Educate Yourself and Compare Your Options
When it comes to taking out a homeowners’ insurance policy, you want to learn as much as you can about what’s available, who’s offering it, and at what price. It’s typical for mortgage lenders to require the home buyer to purchase insurance, and they may even specify the minimum type of coverage needed, but they likely won’t tell you who to purchase it from.
Before making a decision, due diligence means not just understanding the ins-and-outs of premiums, deductibles, and sub-limits, but also comparison shopping between different insurance companies. To track down a company that offers competitive rates and excellent customer service, friends and experienced customers (including on the Internet) are your best allies.
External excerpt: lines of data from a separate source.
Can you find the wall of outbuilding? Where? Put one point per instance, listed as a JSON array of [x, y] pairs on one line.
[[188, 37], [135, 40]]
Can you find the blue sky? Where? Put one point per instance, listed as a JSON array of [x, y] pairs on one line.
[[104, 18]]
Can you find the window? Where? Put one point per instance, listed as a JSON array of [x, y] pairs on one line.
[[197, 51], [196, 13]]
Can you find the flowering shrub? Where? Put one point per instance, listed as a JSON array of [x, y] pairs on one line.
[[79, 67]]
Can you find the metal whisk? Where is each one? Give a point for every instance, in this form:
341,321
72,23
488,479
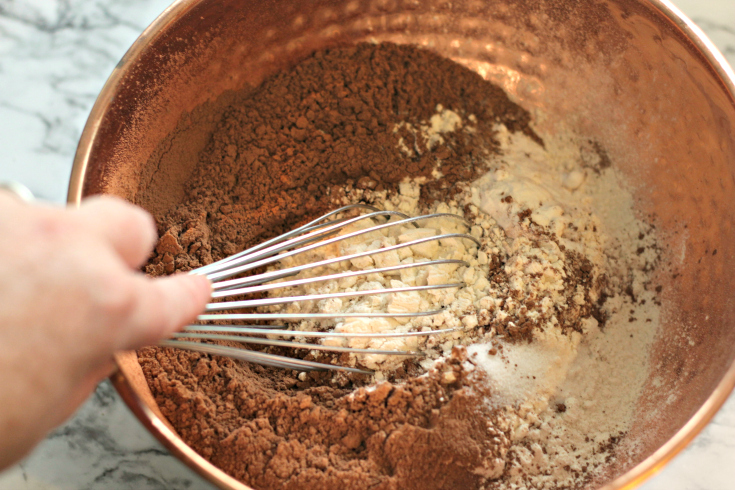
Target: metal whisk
228,279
Pay Your Mortgage and Insurance Together
In most cases, setting up escrow payments will allow you to almost seamlessly combine your monthly premiums paid to the insurance company with your mortgage payments. Merging these payments provides two distinct advantages. First, it streamlines the process, making it less likely that you’ll be late on either payment. Second, it allows for peace of mind between yourself and the lender, since they can clearly see that you’re maintaining your insurance policy.
Know Your Home Value
It’s essential that you know the exact value of your home before taking out a policy. Your monthly premiums are directly correlated to your home’s value, which means you could be overpaying if the property has been overvalued. However, in case something happens to your home and you need to make a claim, you don’t want to find out the property’s been undervalued, either.
Of course, if you’re purchasing insurance at the same time at closing, this step becomes much easier—but you’ll still need to consider whether you’re listing the value with or without depreciation, and whether you’re factoring in the valuables and belongings inside.
Save Money Where You Can
With most insurance companies, you can reduce your monthly premiums by proving that you’ve taken certain steps to reduce the likelihood of a claim. Some of the more obvious possibilities including installing a home security system, or upgrading to a more secure combination of locks and deadbolts. However, other factors may be considered as well, including the quality of your electrical work—even your proximity to police and fire stations.
There’s a balance you’re looking to strike here—you want the best coverage you can afford, but you don’t want to overpay. Always keep in mind that while a plan with lower premiums may look great today, it will seem less appealing if the unthinkable occurs years down the road.